In Podlasie, the belief was that if you get up in the morning on Christmas Eve, you will have no health or fitness problems throughout the upcoming year. And depending on whether the first person to visit the house is a woman or a man, the cow would give birth to a heifer or to a bull.
In Podhale, the Christmas Eve table was often wrapped around with a chain, to keep the livestock in the homestead and to protect the family against death of any members. Interestingly, an important thing that day was… spoons. None of them could fall from the table, as this might portend death, just like when there were fewer spoons on the table than the number of feasters. In turn, if there were more of them, that could herald the birth of a child.
In Upper Silesia, presents are brought by Baby Jesus; in every house, one should remember to leave a window ajar so that Baby Jesus could get inside and leave the gifts. Preparation of Advent wreaths is very important to the Silesians. The wreaths have four candles, lit on each Advent Sunday.
In the Lublin region, garlic and honey were put next to the wafer, which was to ensure good health for the whole family. Interestingly, the number of dishes on the Christmas table differed from the other parts of Poland: there were seven, nine, or thirteen of them.

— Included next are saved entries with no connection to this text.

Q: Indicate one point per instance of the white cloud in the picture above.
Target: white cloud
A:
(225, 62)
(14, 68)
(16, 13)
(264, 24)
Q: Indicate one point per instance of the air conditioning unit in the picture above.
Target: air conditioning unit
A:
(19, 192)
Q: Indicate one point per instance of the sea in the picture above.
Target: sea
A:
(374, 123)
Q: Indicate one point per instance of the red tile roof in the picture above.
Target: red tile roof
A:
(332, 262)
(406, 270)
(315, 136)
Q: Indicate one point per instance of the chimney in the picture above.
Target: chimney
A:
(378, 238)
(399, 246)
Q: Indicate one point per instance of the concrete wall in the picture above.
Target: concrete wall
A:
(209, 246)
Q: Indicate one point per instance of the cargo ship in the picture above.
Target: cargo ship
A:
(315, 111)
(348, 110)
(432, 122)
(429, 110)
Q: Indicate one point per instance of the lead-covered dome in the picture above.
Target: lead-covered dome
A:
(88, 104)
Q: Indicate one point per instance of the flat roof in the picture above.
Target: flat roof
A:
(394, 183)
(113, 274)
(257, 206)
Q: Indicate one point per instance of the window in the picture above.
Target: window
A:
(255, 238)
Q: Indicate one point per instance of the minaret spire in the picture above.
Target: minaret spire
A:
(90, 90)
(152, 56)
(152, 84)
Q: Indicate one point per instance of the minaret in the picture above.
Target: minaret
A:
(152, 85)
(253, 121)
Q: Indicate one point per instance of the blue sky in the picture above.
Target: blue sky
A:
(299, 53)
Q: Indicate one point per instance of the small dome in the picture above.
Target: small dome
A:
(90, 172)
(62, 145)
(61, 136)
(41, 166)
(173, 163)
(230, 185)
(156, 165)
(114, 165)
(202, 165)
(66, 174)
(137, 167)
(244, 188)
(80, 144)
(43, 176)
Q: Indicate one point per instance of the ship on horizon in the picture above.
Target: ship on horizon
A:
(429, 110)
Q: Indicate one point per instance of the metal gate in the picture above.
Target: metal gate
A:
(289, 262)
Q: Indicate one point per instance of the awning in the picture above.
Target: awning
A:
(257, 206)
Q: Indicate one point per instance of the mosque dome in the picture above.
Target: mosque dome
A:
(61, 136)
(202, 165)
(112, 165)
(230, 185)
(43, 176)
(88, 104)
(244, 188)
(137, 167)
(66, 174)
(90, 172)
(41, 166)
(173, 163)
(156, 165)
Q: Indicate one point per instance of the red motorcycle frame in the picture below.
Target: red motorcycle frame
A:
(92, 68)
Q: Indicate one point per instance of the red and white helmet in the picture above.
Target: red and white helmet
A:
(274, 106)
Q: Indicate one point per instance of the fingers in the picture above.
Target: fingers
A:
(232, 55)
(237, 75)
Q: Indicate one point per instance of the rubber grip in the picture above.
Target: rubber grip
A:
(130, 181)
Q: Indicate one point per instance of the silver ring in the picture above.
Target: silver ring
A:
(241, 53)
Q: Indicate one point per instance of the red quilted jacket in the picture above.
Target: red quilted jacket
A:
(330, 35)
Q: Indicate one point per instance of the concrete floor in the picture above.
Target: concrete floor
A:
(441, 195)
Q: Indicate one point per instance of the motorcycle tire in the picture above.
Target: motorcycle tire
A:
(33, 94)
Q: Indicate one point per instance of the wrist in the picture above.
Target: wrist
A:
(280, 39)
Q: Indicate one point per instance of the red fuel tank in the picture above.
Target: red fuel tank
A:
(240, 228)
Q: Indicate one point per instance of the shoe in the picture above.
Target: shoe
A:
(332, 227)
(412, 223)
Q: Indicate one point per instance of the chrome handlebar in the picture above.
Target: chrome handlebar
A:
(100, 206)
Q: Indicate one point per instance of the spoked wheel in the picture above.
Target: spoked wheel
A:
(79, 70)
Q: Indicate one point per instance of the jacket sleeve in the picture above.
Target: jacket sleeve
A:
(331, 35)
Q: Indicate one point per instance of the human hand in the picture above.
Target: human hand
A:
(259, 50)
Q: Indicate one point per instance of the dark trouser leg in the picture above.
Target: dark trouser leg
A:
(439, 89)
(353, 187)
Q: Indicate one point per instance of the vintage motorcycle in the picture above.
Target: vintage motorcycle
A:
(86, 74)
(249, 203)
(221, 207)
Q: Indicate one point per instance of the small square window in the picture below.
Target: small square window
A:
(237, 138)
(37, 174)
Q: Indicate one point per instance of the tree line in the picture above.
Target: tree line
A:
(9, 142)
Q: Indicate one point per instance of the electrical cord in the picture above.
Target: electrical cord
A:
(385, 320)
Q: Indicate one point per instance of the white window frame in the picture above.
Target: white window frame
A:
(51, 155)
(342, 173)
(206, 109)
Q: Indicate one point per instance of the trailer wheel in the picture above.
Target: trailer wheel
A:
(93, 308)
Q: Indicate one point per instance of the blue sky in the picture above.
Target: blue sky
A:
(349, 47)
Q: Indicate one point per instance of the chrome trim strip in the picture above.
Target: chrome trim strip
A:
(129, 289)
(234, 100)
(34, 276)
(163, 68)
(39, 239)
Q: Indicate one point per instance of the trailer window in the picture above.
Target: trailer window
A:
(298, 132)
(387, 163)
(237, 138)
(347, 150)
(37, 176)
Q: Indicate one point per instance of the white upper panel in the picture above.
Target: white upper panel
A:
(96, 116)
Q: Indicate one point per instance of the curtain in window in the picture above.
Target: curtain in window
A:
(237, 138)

The unique Christmas atmosphere becomes infectious long before the first star shines in the sky. In many regions, holiday preparations start much earlier.
Christmas is one of the most anticipated holidays during the year. Preparations are in full swing in every home. The last shopping and… we can start cooking or baking together. And although there is a list of traditional Christmas dishes, every family has its own favourite recipes, secret ingredients, or peculiar culinary customs that it practices and passes down to the next generations: some of them completely traditional, others spiced up with a bit of modernness. However you like it.